= Pardaillan =

Pardaillan (/fr/), the name of an old French family of Armagnac, of which several members distinguished themselves in the service of the kings of France in the 16th and 17th centuries.

Antoine Arnaud de Pardaillan, maréchal de camp, served Henry IV in Franche-Comté, Picardy and Savoy, and was created marquis de Montespan in 1612 and marquis d'Antin in 1615 under Louis XIII.

His grandson Louis Henri Pardaillan, marquis de Montespan, was the husband of Madame de Montespan, the mistress of Louis XIV.
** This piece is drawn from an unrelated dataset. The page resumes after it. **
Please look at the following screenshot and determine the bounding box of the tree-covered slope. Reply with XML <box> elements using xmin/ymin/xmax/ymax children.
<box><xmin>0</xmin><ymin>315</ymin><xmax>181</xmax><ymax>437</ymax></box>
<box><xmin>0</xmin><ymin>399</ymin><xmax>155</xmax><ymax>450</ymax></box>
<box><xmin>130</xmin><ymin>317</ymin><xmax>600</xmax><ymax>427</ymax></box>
Louis Antoine de Pardaillan de Gondrin (1665–1736), legitimate son of the famous marquise, became lieutenant-general of the armies of the king in 1702, governor of the Orléanais, director-general of buildings, in 1708, lieutenant-general in Alsace, member of the council of regency, and minister of state. He was created duc d'Antin in 1711.

The last duc d'Antin, Louis, died in 1757.

The Knight of Pardaillan is also a fictional character in the cloak and dagger novels Les Pardaillan by Michel Zévaco. A series which captured the attention of a young Jean-Paul Sartre, who describes his imagination as being suspended in his autobiography The Words between the famous tragedian Corneille and the knight-errant Pardaillan.

Albert Camus mentions the same series 'Pardaillan' in the unfinished autobiographical novel 'Le premier homme' (in the chapters named 'Lycee' and 'Jeudis et vacances').